Roberts, 52, later told PEOPLE she was forever moved by Tay Thi’s “humanity and will.”
“It’s such a beautiful thing: She just never gave up. I will never recover from that story, really.”
Roberts explained that, while she hadn’t before worked on the issues surrounding girls’ education, she jumped at Obama’s invitation to get involved with her Global Girls Alliance at The Obama Foundation — and make this 9,000-mile trip to Vietnam.
“The best things you don’t stop and think about, right? You just go and do because you know in your heart it’s the right thing,” Roberts said in an interview in one of the school’s sweltering classrooms.
Along with the former first lady, 55, Hager, and the others, Roberts spent several hours with the students and alumnae learning about the barriers to girls’ education here — family pressure to earn money, cultural pressure to marry young — and the training that the San Francisco-based Room to Read gives for overcoming those same obstacles.
As part of a self-esteem lesson, Roberts and Obama gamely (and with a few laughs) drew pictures of themselves with crayons and Magic Markers.
Roberts jokingly fussed over what her drawn self should wear and, when time was up, cracked, “But I didn’t finish my hair!”
Obama, meanwhile, meticulously drew the natural curls she’s been sporting since she left the White House in 2017 and then sheepishly acknowledged she didn’t draw herself any arms.
“I love this class!” gushed Roberts, to which Obama replied, “I need this class every day!”
Another of the Room to Read life-skills lessons had the students work with their celebrity visitors on scripting conversations a girl could have with parents resisting her career choice. The third lesson focused on how the girls should present themselves when asking for scholarships. “I like how you made eye contact with everyone at the table,” Obama told one of the girls presenting.
Roberts told PEOPLE she was “thankful” that Obama, out of the White House but hardly in retirement, was charging ahead on girls’ education rather than shrinking from the world stage. “I never thought she’d ever shrink into the background,” said Roberts.

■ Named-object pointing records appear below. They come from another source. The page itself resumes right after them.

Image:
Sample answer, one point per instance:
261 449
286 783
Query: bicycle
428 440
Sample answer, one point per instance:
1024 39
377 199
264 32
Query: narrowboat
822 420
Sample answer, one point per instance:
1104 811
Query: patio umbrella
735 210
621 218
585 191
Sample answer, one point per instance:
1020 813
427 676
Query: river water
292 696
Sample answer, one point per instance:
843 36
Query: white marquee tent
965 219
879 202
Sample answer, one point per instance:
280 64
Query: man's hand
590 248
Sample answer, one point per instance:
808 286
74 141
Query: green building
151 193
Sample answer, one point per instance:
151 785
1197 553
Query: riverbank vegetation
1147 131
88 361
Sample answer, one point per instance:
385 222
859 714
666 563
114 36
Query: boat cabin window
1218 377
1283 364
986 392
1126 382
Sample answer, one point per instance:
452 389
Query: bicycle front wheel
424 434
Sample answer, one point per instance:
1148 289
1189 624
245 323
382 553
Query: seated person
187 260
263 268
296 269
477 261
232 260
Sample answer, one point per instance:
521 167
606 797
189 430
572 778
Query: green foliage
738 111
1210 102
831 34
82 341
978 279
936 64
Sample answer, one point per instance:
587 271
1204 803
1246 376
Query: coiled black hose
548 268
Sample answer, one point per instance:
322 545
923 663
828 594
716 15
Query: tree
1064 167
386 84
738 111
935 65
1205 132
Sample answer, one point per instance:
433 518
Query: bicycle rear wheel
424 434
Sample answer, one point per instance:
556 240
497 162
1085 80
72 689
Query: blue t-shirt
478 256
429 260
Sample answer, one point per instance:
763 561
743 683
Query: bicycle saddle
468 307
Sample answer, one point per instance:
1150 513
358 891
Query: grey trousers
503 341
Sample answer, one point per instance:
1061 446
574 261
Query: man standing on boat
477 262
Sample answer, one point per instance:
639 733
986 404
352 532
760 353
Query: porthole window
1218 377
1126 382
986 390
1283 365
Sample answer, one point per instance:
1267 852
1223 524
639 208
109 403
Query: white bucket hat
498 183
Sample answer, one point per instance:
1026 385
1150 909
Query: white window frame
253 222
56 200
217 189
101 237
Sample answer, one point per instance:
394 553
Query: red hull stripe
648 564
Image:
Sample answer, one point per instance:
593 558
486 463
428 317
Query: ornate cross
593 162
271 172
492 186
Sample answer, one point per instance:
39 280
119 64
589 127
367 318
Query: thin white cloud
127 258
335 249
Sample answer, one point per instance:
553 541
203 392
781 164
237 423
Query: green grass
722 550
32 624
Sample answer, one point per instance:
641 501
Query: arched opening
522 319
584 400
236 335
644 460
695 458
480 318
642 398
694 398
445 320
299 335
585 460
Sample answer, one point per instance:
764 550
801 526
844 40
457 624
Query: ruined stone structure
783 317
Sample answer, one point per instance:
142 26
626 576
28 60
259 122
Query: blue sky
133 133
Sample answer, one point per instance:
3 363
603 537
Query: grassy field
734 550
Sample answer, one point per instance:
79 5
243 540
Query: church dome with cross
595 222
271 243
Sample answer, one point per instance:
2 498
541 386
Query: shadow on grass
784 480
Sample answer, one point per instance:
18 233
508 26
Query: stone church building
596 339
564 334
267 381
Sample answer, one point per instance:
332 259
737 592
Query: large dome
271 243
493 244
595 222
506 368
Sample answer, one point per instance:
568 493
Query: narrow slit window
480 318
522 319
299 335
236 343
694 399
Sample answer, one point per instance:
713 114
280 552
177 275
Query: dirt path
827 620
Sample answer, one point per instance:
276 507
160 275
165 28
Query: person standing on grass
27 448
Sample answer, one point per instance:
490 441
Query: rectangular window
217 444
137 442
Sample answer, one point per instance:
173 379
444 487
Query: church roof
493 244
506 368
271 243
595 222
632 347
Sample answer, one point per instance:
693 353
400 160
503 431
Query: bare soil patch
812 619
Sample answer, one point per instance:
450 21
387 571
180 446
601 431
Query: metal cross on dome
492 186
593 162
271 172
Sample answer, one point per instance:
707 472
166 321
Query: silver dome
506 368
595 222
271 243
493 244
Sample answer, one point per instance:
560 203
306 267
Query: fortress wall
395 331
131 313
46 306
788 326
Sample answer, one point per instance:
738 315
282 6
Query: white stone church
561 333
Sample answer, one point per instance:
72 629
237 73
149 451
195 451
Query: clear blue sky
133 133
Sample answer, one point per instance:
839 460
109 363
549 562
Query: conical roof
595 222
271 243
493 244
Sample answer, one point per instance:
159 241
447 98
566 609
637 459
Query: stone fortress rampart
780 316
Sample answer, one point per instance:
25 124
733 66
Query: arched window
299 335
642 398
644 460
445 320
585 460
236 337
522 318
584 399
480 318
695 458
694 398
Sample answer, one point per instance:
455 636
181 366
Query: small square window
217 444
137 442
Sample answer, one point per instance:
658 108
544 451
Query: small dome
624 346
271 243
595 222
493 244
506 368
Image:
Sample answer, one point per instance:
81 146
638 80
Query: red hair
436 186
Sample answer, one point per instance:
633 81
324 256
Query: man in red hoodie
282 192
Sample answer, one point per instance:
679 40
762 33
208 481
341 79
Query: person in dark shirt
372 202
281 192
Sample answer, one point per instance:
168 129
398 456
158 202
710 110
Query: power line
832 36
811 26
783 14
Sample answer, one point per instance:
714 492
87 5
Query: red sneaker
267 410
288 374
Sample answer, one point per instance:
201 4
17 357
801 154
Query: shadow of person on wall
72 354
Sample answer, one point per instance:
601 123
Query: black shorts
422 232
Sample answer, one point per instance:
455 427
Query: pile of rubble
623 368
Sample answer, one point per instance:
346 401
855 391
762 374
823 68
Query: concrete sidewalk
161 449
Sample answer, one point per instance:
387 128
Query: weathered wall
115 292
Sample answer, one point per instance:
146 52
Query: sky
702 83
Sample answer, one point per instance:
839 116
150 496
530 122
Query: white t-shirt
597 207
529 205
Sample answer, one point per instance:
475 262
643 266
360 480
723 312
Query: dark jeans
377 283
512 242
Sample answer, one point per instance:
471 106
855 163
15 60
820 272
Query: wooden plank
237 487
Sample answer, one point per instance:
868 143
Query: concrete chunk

According to UNESCO, an arm of the United Nations, 98 million of the world’s adolescent girls are not in school.
The duo’s Vietnam trip this week is meant to draw the spotlight to programs such as Room to Read and crowdfunding by Obama’s Girls Opportunity Alliance to expand such grassroots work on getting girls to school and keeping them there. (Obama herself donated more than $500,000 — the proceeds from merchandise sales on her 2018-2019 book tour — to girls’ education earlier this month.)
“What people everywhere need to know is that knowledge is the true power. It’s the only thing that’s going to save us,” Roberts said. “It’s impossible to ignore that if women are 52 percent of the world’s population. How do we think we can get along with less than half of the knowledge we might need to carry on on this planet? So to invest in the education of girls is to invest in ourselves.”